Семейное счастье, ежели и было оно у них, продолжалось недолго – муж был убит в бою под Кобане, Роаа Ум в тридцать лет стала вдовой. Исламское начальство говорило ей, что она ещё достаточно молода, а потому должна снова выйти замуж. Она согласилась, но в подарок на свою новую свадьбу пожелала… своей рукой отрубить голову неверному (кафиру) – то ли отомстить врагам за гибель мужа хотела, то ли ещё чего – неизвестно. И попросила эмиров об этом. Те доложили выше, и так необычная просьба исламской судьи дошла на самый верх ИГИЛа – до халифа Абу Бакра аль-Багдади, который долго размышлял над этим . Наконец он решил: просьбу удовлетворить, но это должна быть голова женщины, потому что женщина может всячески наказывать, а также смертью казнить, другую женщину – но она не может судить или наказывать мужчину, пусть даже неверного. Но где же взять неверную враждебную женщину для казни, если на всех фронтах против ИГИЛ воюют, и попадают в плен, почти исключительно мужчины? Халиф решил: найти такую в тюрьме, среди тех, кто достоин отсечения головы за измену ему или Аллаху.
Этой изменницей оказалась Ум Абулла. Шариатская судья Роаа Ум Хотаба аль-Туниси отрубила голову бывшей коллеге, получила свой кровавый подарок на свадьбу. Для шариатского суда Исламского Государства это, видимо, обычная практика – там судья может не только выносить приговоры, в том числе смертные, но и собственноручно приводить их в исполнение.
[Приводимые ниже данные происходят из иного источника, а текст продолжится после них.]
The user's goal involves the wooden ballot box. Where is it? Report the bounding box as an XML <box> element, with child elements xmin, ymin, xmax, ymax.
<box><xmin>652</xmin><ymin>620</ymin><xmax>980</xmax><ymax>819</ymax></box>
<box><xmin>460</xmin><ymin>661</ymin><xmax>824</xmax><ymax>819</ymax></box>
Шпионские процессы не прекращались. После исчезновения начальницы Лина всерьёз испугалась, что следующей будет она. Решила бежать, пока не поздно. Её муж долго был на стороне Исламского Государства и слышать не хотел о побеге, но, увидев крупномасштабное безнаказанное мародёрство, творимое другими сторонниками халифа, согласился.
И вот Лина стоит у дороги, одетая в чёрную робу, закрывающую всё лицо и всё тело. Её муж и двое маленьких детей – в старой, поношенной одежде. По поддельным документам им удалось выехать из Эль-Меядина. Ехали с пересадками, на микроавтобусах и попутках, через «столицу» ИГИЛа Ракку, потом через территории, контролируемые другими вооружёнными группировками повстанцев. Им повезло – водители и постовые солдаты были милостивы и не причинили беженцам вреда. Наконец, в городе Килис Лина и её семья перешли границу Турции. Это было шесть недель назад.
Но и в Турции они не чувствуют себя в безопасности. Лина понимает: здесь полно агентов ИГИЛа – фанатиков, готовых безжалостно расправиться с беглой семьёй «изменников». Они не могут оставаться на одном месте, меняют адрес каждые три-четыре дня. Лина по-прежнему носит длинное чёрное платье и светло-коричневый платок, покрывающий голову и большую часть лица, выходит из дома только за продуктами. Её остаётся только вспоминать о прежней жизни, в которой она была государственным администратором, а муж – продавцом, ещё он любил рыбалку и охоту на кроликов. У них тогда был красивый дом и автомобиль «Мазда». Но всё это осталось в безвозвратном прошлом – до революции, до марта 2011-го…
«Мы не можем оставаться в Турции — напоследок говорит Лина, — здесь нет работы для сирийцев и полно ИГИЛ-овских убийц. Мы уедем куда-нибудь, где сможем быть в безопасности – может быть, в Европу».